Shurijo Castle Park or Shuri Castle was the residence of the Ryukyu kings. Their photos can be seen in one of the 12 spots to visit. There are free areas, but to actually get inside the castle and through the rest of the park, it cost ¥820 per adult. It was also interactive as the map allows you to stamp each area and later receive a souvenir sticker (if you get 8 stamps) or a souvenir sticker and shurijo goods (if you get all stamps). Actually, I’m a kid at heart so I enjoyed stamping.

Shuri Castle can be easily accessible. From the airport, take the monorail to Shuri Station, and it should be a 5 minute walk from there. However, I came by car and there are multiple parking areas. It’s still difficult to get a parking spot close to the entrance if it’s a busy day. I went on a Sunday so I would suggest going on a weekday instead. It was impossible to get photos with no people in the background.
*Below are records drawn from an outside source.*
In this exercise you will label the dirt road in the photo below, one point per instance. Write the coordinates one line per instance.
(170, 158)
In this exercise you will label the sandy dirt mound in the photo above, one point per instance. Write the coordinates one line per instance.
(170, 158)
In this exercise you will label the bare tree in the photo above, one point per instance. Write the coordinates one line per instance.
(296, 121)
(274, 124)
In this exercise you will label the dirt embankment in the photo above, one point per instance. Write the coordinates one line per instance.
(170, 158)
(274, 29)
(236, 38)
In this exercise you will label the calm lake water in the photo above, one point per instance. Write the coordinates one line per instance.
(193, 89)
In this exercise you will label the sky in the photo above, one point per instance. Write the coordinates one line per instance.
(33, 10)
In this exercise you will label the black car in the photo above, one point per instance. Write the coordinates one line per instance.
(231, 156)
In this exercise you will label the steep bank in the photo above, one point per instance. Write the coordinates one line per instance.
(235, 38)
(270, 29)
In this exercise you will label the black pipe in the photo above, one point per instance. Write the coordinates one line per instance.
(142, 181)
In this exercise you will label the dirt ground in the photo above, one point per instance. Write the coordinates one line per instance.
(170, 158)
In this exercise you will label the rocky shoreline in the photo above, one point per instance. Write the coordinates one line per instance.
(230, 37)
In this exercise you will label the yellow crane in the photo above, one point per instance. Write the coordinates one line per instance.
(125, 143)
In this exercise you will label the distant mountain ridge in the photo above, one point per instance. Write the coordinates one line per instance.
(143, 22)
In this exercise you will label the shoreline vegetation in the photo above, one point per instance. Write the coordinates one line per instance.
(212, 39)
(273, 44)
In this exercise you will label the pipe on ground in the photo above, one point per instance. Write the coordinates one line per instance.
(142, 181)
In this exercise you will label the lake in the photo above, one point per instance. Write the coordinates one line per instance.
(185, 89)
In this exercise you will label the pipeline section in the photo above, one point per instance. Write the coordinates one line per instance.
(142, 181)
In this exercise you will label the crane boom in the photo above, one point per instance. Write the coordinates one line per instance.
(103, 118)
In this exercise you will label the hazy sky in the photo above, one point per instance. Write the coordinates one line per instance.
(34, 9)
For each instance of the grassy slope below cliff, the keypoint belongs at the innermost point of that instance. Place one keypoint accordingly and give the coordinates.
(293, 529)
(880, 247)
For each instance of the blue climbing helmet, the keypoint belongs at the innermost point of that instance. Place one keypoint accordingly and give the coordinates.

Shuri Castle has been burned down to the ground before, but has been built and is still being improved today. The most memorable of the twelve spots are Nanden Hall for its red color and the wall in which you can walk along and see the castle’s hilltop views. You will need at least two hours there if you were planning to see everything and take lots of photos.

THE END…

Although there was a storm, the sky was gloomy, etc… Okinawa was still a sight to see. There are many more activities to do and places to see such as the aquarium and temples, so two days will not be enough for a visit there. Take your time, take in the views, sit and stare if you have to. Okinawa is wonderful and it should be on your next travel list.

Thank you for reading my blog and if you have any more ideas on where I should go on my next visit, please send them my way through the comments.